Emissão ligada a terrenos em Porto Alegre
Em agosto de 2023, a empresa Base Securitizadora, citada nas investigações sobre o Banco Master, realizou a emissão de R$ 330 milhões em CRIs em favor da S&J Consultoria. O lastro declarado eram notas comerciais voltadas ao desenvolvimento de terrenos em Porto Alegre, entre eles duas áreas pertencentes a Ronaldinho Gaúcho.
Advogados do ex-jogador e sócios envolvidos no empreendimento imobiliário afirmaram, no entanto, que o negócio não avançou. Segundo a defesa de Ronaldinho, as negociações iniciadas em 2021 com as empresas União do Lago e Melk não prosperaram devido à ausência de licenças ambientais e a pendências relacionadas ao IPTU.
O advogado de Darci Garcia da Rocha, sócio no projeto original, também declarou desconhecer tanto a emissão dos CRIs quanto a destinação dos recursos captados.
“As parcerias imobiliárias com o grupo do Ronaldinho não foram para frente por desacordo comercial”, disse o advogado Maurício Haeffner, acrescentando que não houve aporte relevante de recursos nos terrenos.
Reinvestimento e inflação de ativos
Relatórios do Banco Central apontam que diversas empresas investigadas adotaram um padrão semelhante de atuação. Primeiro, emitiam CRIs ou outros instrumentos de crédito no mercado. Depois, em vez de aplicar os valores em obras ou empreendimentos, realocavam o dinheiro em fundos ligados ao próprio Banco Master e à Reag.
No setor bancário, o volume de ativos é um dos principais indicadores de solidez e capacidade de alavancagem. Ao registrar esses papéis como ativos de seus fundos, o grupo financeiro passava a apresentar um patrimônio maior do que aquele efetivamente lastreado em bens concretos ou ativos de boa qualidade.
Investigadores avaliam que a estratégia servia para melhorar artificialmente os indicadores do Banco Master, aumentar sua atratividade para investidores e ampliar a credibilidade junto ao mercado e aos órgãos reguladores. Enquanto os títulos circulavam e inflavam os balanços, os terrenos usados como lastro permaneciam sem obras ou desenvolvimento, funcionando apenas como uma fachada para a captação de recursos.
Alvos da investigação
As empresas envolvidas são investigadas pela Polícia Federal e foram alvo de mandados autorizados pelo ministro Dias Toffoli, do Supremo Tribunal Federal. Segundo o ministro, o volume total de CRIs sob suspeita emitidos pela Base Securitizadora chega a R$ 1 bilhão.
A Base Securitizadora foi criada pelo empresário César Reginato Ligeiro, que deixou a companhia em 2022. Já a S&J foi constituída em 2021 e tem como sócia a empresa Land I, também controlada por Ligeiro. Atualmente, ele ainda figura como administrador da OCC S.A., empresa sócia da S&J.

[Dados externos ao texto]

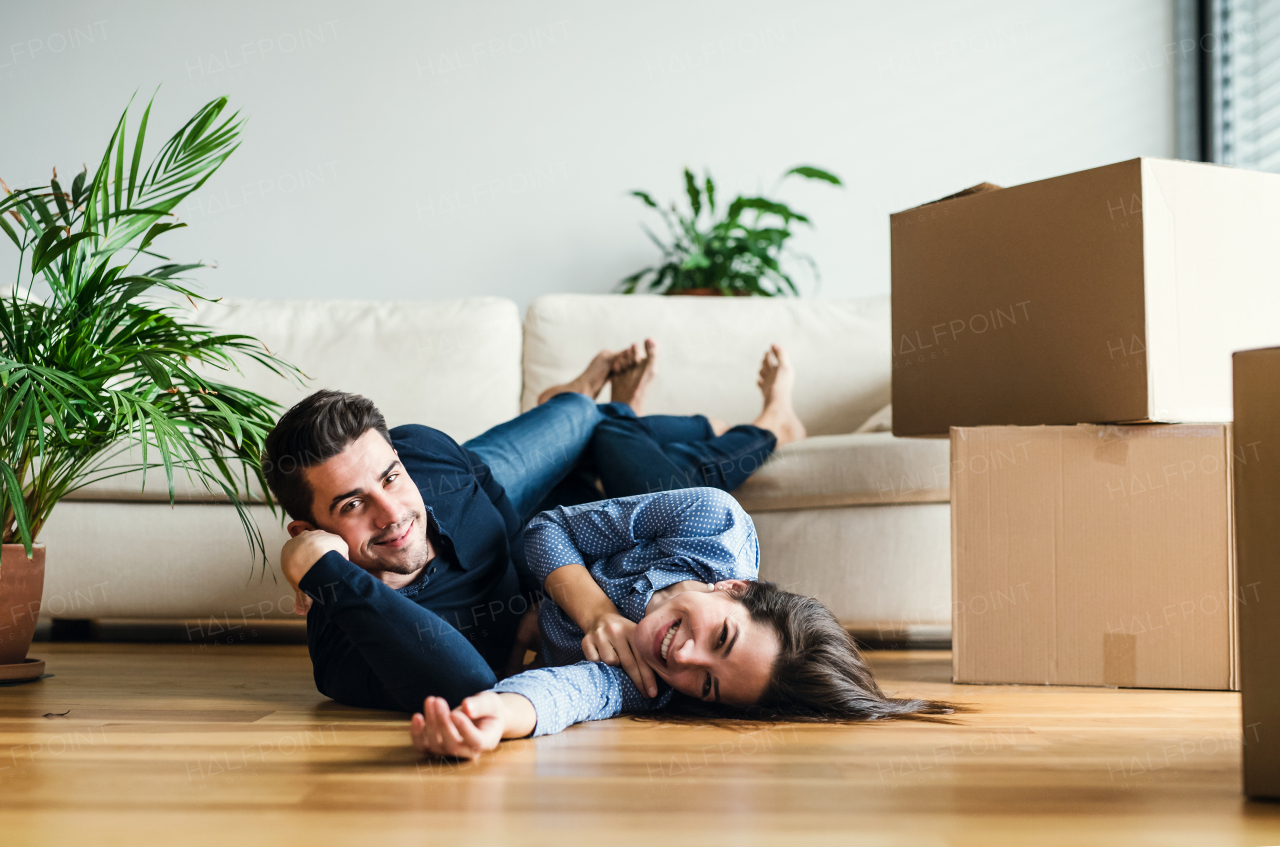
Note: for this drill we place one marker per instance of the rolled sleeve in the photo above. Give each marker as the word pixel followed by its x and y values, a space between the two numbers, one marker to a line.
pixel 577 692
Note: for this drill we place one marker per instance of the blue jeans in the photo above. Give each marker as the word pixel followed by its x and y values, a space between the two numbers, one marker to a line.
pixel 542 457
pixel 375 648
pixel 662 452
pixel 533 453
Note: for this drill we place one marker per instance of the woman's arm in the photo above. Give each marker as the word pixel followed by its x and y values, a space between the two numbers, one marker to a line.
pixel 479 724
pixel 707 520
pixel 538 703
pixel 604 630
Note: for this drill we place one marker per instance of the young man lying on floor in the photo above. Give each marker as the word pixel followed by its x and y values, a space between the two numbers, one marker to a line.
pixel 666 586
pixel 407 549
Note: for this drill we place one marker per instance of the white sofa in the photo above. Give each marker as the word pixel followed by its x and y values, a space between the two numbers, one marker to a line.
pixel 856 520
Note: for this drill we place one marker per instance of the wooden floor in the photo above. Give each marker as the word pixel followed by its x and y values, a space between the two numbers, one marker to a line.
pixel 231 745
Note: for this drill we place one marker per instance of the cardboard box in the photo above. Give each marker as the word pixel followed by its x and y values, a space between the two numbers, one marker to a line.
pixel 1105 296
pixel 1093 555
pixel 1257 544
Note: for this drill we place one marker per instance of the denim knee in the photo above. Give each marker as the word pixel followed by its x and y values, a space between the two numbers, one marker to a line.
pixel 580 408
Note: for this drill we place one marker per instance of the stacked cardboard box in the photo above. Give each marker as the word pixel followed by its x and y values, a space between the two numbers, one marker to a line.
pixel 1257 538
pixel 1031 323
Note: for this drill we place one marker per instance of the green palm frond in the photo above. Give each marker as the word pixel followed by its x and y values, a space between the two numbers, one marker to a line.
pixel 730 255
pixel 106 362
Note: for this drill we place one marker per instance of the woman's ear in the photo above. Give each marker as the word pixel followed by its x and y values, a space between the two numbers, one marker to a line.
pixel 298 527
pixel 735 587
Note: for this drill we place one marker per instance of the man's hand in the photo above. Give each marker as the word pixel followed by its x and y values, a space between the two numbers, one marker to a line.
pixel 466 732
pixel 608 640
pixel 301 553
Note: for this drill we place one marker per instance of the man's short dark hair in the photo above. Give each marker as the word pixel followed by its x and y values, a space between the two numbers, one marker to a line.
pixel 311 433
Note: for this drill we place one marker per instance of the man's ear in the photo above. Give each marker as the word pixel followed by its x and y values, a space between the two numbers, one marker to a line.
pixel 298 527
pixel 735 587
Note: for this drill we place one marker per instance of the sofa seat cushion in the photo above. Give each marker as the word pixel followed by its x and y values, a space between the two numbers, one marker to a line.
pixel 711 349
pixel 453 365
pixel 868 468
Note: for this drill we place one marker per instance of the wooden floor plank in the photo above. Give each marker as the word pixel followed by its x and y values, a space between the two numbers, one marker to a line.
pixel 174 744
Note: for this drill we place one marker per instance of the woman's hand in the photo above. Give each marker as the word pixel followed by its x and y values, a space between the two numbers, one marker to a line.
pixel 608 640
pixel 466 732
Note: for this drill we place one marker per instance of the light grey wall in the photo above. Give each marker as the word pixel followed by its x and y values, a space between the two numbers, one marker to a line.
pixel 423 150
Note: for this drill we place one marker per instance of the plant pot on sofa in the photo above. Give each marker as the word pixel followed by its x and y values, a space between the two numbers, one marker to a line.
pixel 22 584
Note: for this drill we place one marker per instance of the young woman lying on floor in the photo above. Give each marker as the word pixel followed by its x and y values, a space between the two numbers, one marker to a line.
pixel 653 604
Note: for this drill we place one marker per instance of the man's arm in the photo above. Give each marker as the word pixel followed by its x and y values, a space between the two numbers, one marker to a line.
pixel 512 522
pixel 411 650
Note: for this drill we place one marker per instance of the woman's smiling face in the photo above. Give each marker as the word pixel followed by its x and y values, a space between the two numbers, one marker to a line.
pixel 704 644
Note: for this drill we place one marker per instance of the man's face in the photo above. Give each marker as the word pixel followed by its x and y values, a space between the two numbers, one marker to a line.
pixel 365 495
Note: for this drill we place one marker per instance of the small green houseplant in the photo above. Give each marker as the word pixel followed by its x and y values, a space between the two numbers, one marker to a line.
pixel 96 358
pixel 739 252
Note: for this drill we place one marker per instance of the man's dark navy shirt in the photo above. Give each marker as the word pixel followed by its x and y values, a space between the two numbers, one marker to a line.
pixel 448 631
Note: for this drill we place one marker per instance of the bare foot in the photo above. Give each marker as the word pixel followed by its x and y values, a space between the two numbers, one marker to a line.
pixel 632 374
pixel 777 380
pixel 589 381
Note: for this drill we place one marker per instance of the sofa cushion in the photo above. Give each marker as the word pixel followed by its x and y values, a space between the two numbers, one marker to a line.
pixel 850 470
pixel 453 365
pixel 711 349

Procurado, Ligeiro afirmou atuar no mercado imobiliário desde 2010, com participação em projetos de loteamento e incorporação imobiliária.

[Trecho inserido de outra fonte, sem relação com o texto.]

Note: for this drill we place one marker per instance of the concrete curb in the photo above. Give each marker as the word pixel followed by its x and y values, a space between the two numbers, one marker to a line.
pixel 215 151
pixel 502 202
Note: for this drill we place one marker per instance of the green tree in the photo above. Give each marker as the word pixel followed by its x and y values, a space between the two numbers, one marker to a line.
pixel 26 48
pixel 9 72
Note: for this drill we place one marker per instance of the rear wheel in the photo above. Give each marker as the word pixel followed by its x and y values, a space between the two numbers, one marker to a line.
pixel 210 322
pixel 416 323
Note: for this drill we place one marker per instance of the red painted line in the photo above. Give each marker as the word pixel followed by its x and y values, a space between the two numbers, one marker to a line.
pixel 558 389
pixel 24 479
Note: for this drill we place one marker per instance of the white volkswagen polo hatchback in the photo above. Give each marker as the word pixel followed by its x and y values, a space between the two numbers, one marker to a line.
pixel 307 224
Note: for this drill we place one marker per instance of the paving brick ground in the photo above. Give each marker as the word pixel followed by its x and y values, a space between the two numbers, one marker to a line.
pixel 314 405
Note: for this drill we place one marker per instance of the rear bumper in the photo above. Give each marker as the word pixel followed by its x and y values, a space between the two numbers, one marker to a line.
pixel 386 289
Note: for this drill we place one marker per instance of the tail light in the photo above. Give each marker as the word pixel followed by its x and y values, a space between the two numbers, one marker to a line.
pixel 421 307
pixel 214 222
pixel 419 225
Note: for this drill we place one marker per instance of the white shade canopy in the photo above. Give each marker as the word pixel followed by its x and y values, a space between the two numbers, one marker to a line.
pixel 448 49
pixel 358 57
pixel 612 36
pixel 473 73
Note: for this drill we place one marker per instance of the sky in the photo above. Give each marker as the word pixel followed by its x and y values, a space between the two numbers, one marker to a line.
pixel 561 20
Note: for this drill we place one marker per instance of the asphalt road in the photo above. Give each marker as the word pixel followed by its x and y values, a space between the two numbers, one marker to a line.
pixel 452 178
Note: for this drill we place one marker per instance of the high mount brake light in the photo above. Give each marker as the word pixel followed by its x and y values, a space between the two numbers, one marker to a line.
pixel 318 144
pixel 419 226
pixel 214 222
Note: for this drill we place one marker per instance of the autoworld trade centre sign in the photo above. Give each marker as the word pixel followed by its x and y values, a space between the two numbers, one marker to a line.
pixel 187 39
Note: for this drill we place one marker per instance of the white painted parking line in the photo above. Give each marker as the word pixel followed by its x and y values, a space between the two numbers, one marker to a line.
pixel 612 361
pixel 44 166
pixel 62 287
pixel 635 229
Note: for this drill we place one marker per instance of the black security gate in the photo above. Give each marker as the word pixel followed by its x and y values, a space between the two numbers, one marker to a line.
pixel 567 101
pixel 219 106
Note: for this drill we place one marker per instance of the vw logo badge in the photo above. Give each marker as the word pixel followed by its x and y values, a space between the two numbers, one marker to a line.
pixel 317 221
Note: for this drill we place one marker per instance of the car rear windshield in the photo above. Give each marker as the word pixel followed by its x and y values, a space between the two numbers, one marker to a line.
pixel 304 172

“Ao longo de sua trajetória, integrou sociedades que realizaram operações usuais dos mercados financeiro e imobiliário, sempre em conformidade com a legislação e as normas aplicáveis. Eventuais questionamentos envolvendo terceiros ou fatos não relacionados à atuação direta das empresas operacionais devem ser analisados nos âmbitos competentes”, declarou.